Cornelius Washington: Congratulations! You have been voted Best Bay Area Gay Male Porn Actor by this year's Besties readers poll. How do you feel?

Leo Forte: Thank you very much to the B.A.R. for having me as part of the nominees.  I feel fantastic! When it comes to the adult industry, I've always felt I've never gotten the lion's share, so to win is a fantastic feeling.

What do you think that you've brought to porn, escorting, entertainment in general, and the Bay Area, in particular, that no one else does?

I don't think that I've brought anything unique, per se. It's not like I'm curing cancer. I've brought myself, mostly. I've been uncensored and very exposed.

 

Please detail all of your Bay Area performance events for my readers.

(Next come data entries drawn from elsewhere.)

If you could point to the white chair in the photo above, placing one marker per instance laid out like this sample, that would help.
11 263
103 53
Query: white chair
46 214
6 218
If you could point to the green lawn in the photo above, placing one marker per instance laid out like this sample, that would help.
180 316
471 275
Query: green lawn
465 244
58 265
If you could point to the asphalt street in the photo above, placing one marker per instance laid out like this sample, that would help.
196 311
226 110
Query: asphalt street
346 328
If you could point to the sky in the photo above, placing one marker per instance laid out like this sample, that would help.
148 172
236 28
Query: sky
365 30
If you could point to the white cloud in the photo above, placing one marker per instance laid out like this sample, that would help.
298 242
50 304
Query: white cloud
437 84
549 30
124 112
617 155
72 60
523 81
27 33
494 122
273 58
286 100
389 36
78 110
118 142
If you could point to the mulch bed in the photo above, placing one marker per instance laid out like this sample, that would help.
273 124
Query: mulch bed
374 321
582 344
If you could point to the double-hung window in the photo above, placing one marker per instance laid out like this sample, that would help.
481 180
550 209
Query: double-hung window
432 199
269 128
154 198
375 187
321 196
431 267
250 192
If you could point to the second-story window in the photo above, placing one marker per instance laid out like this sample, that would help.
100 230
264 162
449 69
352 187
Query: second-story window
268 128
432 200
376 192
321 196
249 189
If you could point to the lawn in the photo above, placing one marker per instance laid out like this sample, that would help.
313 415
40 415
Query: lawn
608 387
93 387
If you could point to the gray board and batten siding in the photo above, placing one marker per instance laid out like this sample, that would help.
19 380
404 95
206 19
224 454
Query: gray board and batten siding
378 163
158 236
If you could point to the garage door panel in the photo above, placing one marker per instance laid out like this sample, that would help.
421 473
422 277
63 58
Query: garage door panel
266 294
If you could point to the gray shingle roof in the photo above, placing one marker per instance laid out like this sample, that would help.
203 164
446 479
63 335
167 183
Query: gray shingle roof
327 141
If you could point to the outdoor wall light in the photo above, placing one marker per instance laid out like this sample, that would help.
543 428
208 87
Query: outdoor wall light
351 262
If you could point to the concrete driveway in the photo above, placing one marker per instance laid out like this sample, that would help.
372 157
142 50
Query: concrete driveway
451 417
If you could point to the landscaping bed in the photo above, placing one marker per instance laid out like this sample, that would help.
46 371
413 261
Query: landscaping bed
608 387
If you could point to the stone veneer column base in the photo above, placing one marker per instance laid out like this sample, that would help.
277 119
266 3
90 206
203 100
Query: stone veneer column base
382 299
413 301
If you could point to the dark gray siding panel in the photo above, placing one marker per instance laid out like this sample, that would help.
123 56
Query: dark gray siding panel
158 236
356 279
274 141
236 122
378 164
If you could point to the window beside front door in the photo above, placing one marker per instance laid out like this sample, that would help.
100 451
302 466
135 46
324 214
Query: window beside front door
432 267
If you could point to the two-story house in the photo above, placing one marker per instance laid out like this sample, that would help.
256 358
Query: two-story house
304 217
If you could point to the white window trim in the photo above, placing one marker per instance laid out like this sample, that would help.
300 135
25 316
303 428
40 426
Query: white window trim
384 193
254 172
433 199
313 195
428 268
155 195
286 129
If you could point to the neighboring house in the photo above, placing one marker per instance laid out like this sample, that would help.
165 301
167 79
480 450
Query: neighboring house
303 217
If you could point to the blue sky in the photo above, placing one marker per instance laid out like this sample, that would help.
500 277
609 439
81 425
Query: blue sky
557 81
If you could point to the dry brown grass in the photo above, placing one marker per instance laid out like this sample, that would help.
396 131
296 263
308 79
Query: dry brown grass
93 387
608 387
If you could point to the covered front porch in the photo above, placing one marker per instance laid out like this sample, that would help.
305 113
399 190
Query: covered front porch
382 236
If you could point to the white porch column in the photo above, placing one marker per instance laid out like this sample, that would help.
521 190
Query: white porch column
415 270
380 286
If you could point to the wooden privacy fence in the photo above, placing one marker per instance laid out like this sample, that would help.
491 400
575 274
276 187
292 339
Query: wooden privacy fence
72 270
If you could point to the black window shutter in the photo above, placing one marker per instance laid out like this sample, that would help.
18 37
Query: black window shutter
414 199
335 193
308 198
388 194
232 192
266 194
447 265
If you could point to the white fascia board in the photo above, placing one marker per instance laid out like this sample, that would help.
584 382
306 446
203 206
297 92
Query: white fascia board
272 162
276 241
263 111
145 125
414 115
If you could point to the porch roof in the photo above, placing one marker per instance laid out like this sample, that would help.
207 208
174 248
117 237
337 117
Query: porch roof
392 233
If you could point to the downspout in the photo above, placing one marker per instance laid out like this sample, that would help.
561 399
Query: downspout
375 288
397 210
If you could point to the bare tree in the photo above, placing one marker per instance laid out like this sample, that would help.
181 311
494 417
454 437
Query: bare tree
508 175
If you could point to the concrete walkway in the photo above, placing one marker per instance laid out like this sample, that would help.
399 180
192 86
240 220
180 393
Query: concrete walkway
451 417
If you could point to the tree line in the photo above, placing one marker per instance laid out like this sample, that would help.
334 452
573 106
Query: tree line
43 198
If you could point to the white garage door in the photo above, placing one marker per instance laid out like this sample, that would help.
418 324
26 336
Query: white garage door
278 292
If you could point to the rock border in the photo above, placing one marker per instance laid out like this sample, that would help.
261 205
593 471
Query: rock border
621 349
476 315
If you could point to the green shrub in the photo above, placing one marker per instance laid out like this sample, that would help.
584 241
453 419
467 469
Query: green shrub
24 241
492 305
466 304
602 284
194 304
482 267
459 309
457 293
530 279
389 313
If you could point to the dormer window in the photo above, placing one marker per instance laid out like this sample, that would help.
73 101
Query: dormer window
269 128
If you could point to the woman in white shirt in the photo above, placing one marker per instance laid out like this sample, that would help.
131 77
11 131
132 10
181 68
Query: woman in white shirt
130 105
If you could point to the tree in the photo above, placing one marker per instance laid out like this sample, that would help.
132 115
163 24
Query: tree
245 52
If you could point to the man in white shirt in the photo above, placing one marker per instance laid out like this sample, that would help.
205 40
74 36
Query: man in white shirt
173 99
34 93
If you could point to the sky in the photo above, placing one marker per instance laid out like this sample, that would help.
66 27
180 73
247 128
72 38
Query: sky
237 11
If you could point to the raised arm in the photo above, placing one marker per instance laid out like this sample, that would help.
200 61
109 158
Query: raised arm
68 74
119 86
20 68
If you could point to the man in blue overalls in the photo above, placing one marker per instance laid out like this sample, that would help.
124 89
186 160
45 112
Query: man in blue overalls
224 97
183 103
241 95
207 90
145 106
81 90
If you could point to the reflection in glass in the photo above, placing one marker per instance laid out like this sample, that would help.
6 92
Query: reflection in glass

Performances? I don't think that I've performed much in the Bay Area, at least not how I would like to think of a performance. I used to perform for Dore/ Folsom St. Fair, but, it became much more of an exploitation with sponsors, and not a celebration of the BDSM arts.

 

Let's discuss your porn career. When, why and how did you decide to enter the adult film industry?

Well it's not a career. There are no 401K or stock options.  I decided to do it because when I was a 'baby gay. I would fawn over the men in the pages and the videos. I would see the reaction that others had to their beauty; I wanted that. I grew up feeling ugly, and being told I was ugly, so, I craved that validation. Rewind a few years back; I had just gotten out of the military and couldn't find a job anywhere. No one would hire me, and I had no degree to prove I was good at my job. Bills piled up and food was running short. What else did I have to lose? So, I made some calls, and I found myself in Florida filming my first scene a month later. It's been five years since.

 

What do you now know about the porn world that you wish you'd known before you started?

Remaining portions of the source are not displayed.